Detrás de una mandala

Jorge Cabanillas Quispe

Caminando por ese lugar, repasaba uno a uno los sucesos que habían ocurrido aquel día. «Seguramente, que cada vida tiene su propio acertijo», pensó. Encendió un cigarrillo y hojeó sin ganas el periódico de aquel día. No concibió ninguna emoción, no se indignó como solía hacerlo y no sintió por elegir culpa ni odio por los elegidos. Ya no le importaban mucho los sucesos políticos de su ciudad. Había perdido interés en si enviaban o no preso al mediocre del gobernador de su región y a sus secuaces. Ya se había cansado de escuchar las interminables leguleyadas que exponían los abogados de esos reverendos sinvergüenza; ya no le importaba si vacaban o no al presidente de turno. Además, era evidente que eso no iba a ocurrir porque esos zánganos en el Congreso iban a asegurar su propina de quincena y sus cuotas de poder. Leyó que un asesino y ladrón que fue un dictador será liberado en los próximos días, pero ya se había acostumbrado a que en su tierra ocurran esas cosas pues ya se lo había advertido el buen Pirinolas: «En el Perú y en los cuentos de hadas cualquier cosa puede pasar».
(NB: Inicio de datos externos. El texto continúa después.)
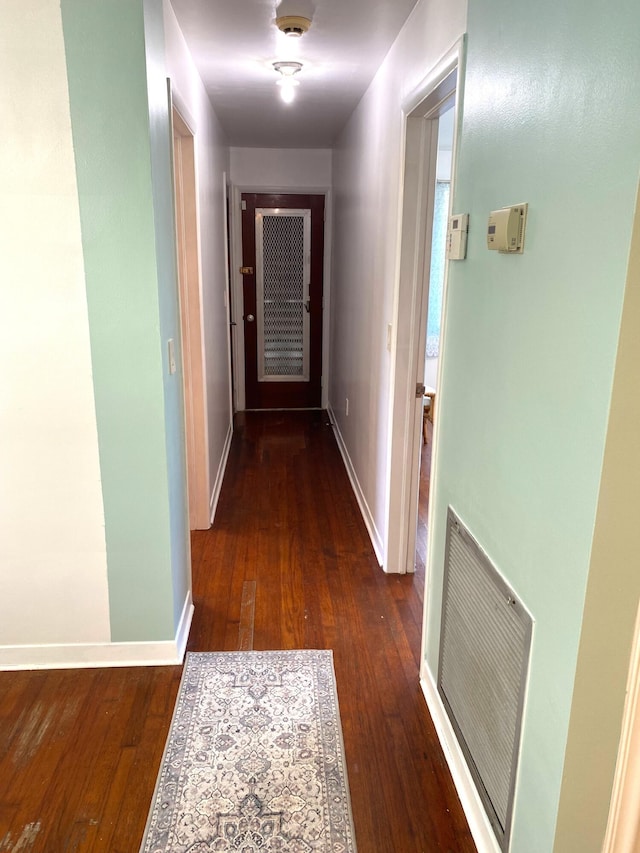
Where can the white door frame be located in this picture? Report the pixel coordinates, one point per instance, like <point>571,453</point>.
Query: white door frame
<point>623,829</point>
<point>191,321</point>
<point>431,98</point>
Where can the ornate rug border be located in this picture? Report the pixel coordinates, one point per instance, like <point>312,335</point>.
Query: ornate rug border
<point>326,654</point>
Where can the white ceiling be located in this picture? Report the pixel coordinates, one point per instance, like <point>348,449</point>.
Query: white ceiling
<point>235,42</point>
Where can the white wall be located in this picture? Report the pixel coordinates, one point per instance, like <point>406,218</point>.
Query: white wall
<point>53,568</point>
<point>277,168</point>
<point>366,187</point>
<point>212,170</point>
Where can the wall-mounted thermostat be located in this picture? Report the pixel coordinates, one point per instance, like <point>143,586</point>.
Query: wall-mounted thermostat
<point>457,236</point>
<point>505,231</point>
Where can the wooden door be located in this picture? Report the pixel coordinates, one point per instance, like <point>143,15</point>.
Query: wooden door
<point>283,254</point>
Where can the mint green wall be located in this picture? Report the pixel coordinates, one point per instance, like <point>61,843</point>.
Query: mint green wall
<point>127,244</point>
<point>550,118</point>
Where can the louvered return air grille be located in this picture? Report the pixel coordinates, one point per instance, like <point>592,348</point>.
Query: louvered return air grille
<point>485,642</point>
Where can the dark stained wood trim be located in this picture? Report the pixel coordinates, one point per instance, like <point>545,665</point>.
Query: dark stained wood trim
<point>285,395</point>
<point>80,749</point>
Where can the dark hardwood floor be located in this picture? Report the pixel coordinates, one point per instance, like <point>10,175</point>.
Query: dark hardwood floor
<point>287,565</point>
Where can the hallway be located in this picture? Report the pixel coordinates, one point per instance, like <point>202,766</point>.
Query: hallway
<point>79,749</point>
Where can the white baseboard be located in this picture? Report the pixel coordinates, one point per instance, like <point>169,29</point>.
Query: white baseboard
<point>367,515</point>
<point>479,825</point>
<point>91,655</point>
<point>217,486</point>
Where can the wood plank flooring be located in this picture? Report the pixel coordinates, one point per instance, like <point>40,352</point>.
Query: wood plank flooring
<point>288,564</point>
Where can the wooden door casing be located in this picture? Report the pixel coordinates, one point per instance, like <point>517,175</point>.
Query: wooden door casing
<point>283,395</point>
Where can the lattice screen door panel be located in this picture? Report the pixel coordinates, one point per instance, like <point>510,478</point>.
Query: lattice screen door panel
<point>485,643</point>
<point>283,252</point>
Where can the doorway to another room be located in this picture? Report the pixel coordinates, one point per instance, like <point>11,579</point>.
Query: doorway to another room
<point>434,324</point>
<point>282,271</point>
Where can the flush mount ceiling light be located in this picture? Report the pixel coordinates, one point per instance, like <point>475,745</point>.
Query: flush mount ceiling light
<point>287,83</point>
<point>293,26</point>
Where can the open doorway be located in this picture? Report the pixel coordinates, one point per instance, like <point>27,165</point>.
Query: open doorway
<point>437,265</point>
<point>184,171</point>
<point>434,98</point>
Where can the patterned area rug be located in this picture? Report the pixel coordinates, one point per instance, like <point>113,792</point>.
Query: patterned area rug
<point>254,759</point>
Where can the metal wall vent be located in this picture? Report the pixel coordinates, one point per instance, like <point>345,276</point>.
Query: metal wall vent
<point>485,643</point>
Caminó cuesta abajo sin pensar en los titulares de los diarios. Ese día solo quería pensar en sí mismo. De pronto, un viento fuerte le apagó el cigarrillo; se metió entre los árboles para poder encender otro, y una imagen partida en dos en unas tablas de madera escondidas entre los arbustos llamó poderosamente su atención. Se apoyó en uno de los muros del malecón y el sonido de las aguas del Huallaga parecía mucho más melodioso que antes a esa hora. Tomó entre sus manos la imagen dividida, la hizo una sola, y se quedó contemplándola fijamente. Eran formas, una tras otra como si se tratasen de espacios sin fin hechas con un solo trazo y todas de gris.
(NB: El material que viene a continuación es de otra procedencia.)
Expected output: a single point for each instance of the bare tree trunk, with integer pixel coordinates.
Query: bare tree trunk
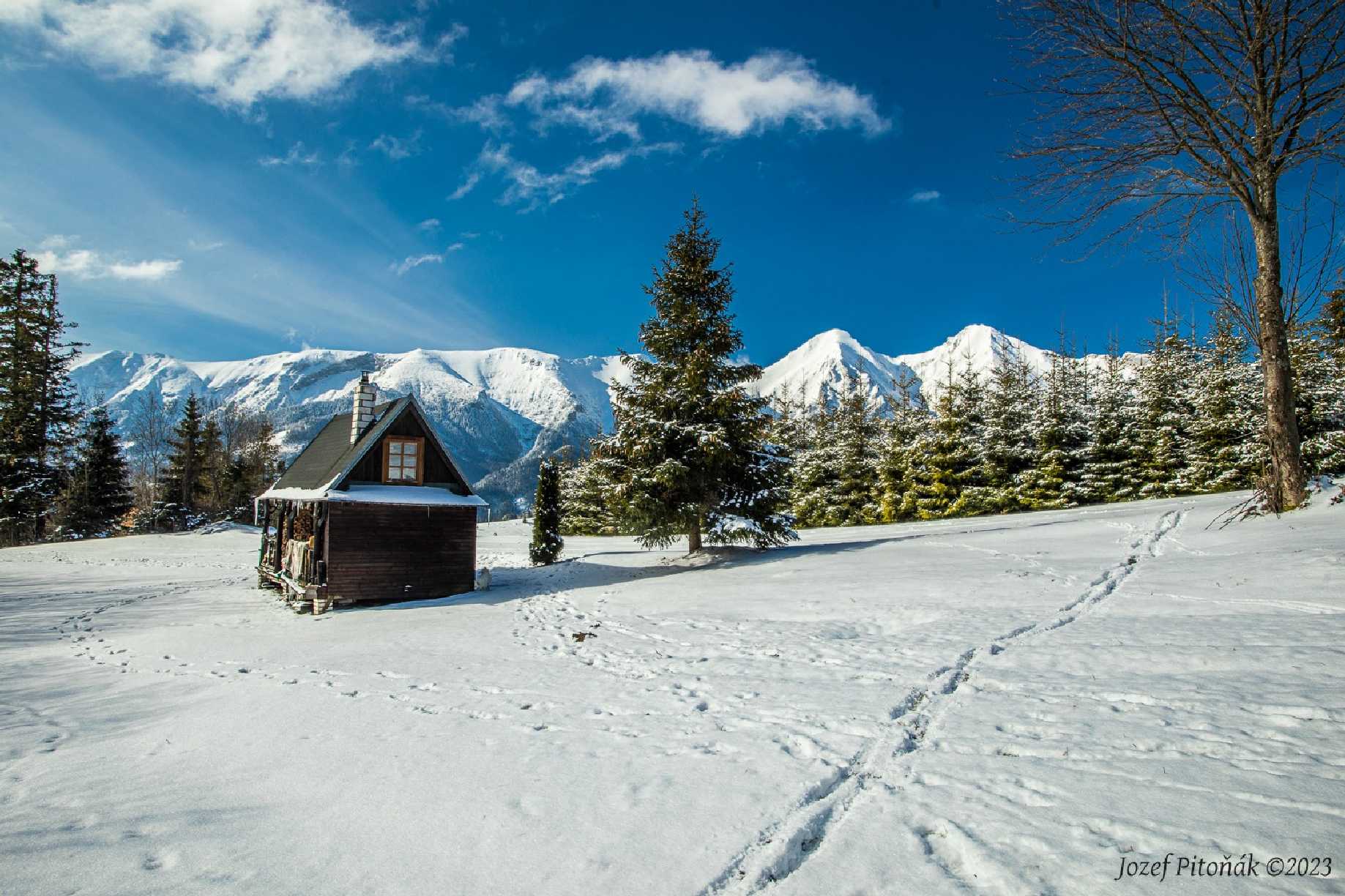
(1281, 422)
Permaneció en silencio durante muchos minutos, no encendió el cigarrillo, miraba a la imagen y trataba de entender los sucesos de aquel día. La imagen parecía consolarlo, parecía hablarle y debatir con su necedad, parecía decirle con una voz armoniosa y dulce que la vida hay que vivirla y no entenderla y que no valía la pena entristecerse con los titulares de los diarios, porque también había gente buena. Recordó de inmediato aquella mañana de abril en la que unos ojos grandes y de mirada enigmática como si se tratase de dos círculos de aquel dibujo que tenía entre manos lo habían impactado; un impacto que solía renovar día a día. Miró nuevamente el dibujo y entendió que aquella mañana no había sido otra cosa que un vaticinio de ese encuentro, que haber perdido el bus, haber derramado el café caliente sobre su pantalón y no haber llegado tiempo a un solo lugar había sido una treta del destino para llevarlo esa tarde hasta ahí; que el celular apagado, que la calle en bullicio, que la fuerte tormenta y que el cigarrillo apagado habían sido hábilmente planeados por la mente de algún dios que lo quería confrontar desde siempre con su destino y que esa tarde le había puesto un acertijo del que no podía escapar.
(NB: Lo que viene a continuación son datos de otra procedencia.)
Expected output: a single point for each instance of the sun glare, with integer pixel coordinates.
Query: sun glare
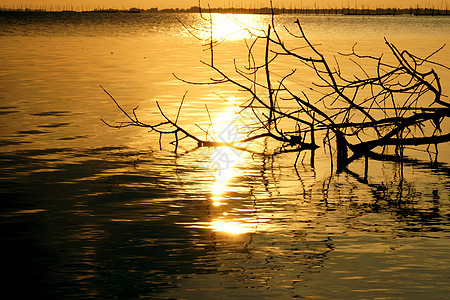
(233, 27)
(230, 227)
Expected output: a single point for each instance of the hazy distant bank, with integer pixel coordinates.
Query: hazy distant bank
(418, 11)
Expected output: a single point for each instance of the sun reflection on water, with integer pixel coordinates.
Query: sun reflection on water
(230, 227)
(232, 27)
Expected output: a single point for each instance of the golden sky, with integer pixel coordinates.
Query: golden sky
(91, 4)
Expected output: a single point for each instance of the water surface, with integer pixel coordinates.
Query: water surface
(90, 211)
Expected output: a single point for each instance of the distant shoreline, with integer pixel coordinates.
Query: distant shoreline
(418, 11)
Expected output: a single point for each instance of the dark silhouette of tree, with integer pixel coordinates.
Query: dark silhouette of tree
(399, 102)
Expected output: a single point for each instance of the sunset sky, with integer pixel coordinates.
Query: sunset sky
(91, 4)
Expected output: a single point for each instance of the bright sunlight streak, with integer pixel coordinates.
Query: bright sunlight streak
(230, 227)
(232, 27)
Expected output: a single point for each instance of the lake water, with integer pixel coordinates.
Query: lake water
(90, 211)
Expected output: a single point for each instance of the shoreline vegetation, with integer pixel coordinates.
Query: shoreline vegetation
(417, 11)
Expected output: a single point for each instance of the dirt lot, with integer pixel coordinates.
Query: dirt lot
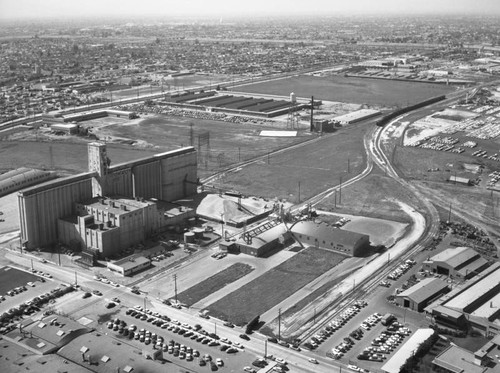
(274, 286)
(214, 283)
(373, 92)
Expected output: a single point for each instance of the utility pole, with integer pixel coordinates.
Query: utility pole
(340, 191)
(175, 286)
(279, 324)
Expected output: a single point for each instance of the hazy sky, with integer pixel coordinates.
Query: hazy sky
(75, 8)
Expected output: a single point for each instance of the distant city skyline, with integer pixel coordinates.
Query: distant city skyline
(15, 9)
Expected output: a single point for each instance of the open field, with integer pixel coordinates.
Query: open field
(11, 278)
(274, 286)
(375, 196)
(214, 283)
(170, 84)
(373, 92)
(229, 142)
(317, 166)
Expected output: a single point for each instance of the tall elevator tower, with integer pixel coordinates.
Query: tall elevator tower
(98, 162)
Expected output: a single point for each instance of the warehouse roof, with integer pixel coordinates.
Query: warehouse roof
(459, 360)
(327, 233)
(475, 291)
(454, 257)
(425, 289)
(408, 349)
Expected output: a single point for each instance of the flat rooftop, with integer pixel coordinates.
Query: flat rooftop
(458, 360)
(395, 363)
(475, 291)
(424, 290)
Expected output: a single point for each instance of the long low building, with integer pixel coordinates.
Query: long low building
(459, 262)
(420, 295)
(407, 350)
(328, 237)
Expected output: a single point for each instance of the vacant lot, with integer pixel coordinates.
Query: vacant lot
(376, 92)
(11, 278)
(317, 166)
(214, 283)
(228, 142)
(274, 286)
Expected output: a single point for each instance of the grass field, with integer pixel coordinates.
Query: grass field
(11, 278)
(274, 286)
(229, 142)
(376, 92)
(214, 283)
(375, 196)
(317, 166)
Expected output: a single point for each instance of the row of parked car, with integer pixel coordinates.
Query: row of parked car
(186, 330)
(334, 325)
(401, 270)
(159, 342)
(34, 305)
(385, 343)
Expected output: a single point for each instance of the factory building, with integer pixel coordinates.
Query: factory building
(261, 240)
(327, 237)
(478, 301)
(130, 265)
(108, 206)
(421, 294)
(12, 181)
(459, 262)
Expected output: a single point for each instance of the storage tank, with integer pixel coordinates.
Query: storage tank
(189, 237)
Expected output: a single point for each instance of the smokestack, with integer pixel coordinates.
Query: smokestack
(311, 127)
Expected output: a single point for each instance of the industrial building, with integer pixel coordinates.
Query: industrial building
(421, 294)
(408, 349)
(356, 116)
(12, 181)
(130, 265)
(327, 237)
(478, 301)
(459, 262)
(108, 207)
(261, 240)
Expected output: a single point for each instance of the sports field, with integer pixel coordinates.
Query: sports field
(274, 286)
(214, 283)
(374, 92)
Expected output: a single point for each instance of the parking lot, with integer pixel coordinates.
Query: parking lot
(188, 345)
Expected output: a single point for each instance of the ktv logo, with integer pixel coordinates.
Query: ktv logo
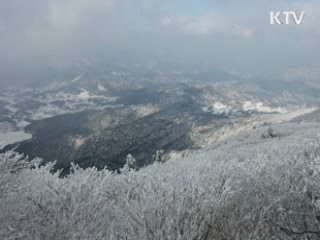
(286, 17)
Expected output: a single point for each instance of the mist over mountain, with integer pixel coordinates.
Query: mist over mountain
(149, 119)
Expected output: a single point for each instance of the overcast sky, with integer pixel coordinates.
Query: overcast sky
(229, 34)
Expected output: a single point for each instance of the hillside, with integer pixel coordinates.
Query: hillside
(261, 183)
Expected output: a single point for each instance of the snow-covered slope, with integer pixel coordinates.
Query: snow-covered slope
(262, 183)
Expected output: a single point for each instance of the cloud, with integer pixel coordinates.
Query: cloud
(228, 34)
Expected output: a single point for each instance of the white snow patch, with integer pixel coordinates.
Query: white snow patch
(76, 79)
(14, 137)
(260, 107)
(217, 108)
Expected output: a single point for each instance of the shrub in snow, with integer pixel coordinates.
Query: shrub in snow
(250, 190)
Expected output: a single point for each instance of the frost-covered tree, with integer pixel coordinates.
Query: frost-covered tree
(249, 188)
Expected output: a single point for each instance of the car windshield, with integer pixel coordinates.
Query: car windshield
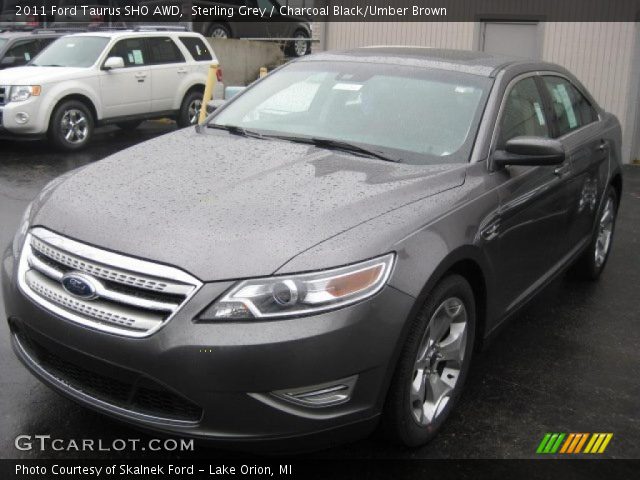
(71, 51)
(414, 115)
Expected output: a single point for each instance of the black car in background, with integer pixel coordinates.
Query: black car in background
(18, 47)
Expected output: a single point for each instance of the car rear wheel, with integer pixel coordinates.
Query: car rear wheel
(71, 126)
(301, 46)
(190, 109)
(433, 365)
(592, 262)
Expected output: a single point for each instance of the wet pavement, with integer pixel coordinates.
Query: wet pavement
(567, 363)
La lluvia era cada vez más intensa y al tratar de proteger el dibujo sobre su pecho lo miró fijamente; entonces supo que todo lo ocurrido no había sido tan malo porque pudo descifrar el acertijo que los astros o dioses habían dejado detrás de esa mandala. La lluvia, el sonido del Huallaga y la luna que se asomaba le anunciaban que en realidad todo había había sido resuelto desde esa mañana de abril en la que aquellos ojos de mirada infinita se posaron en los suyos; en ella, en Ccori yacía todo el macrocosmos y microcosmos, toda la espiritualidad de la que escribieron los sabios de la antigüedad y que hindúes y tibetanos plasmaron en mandalas.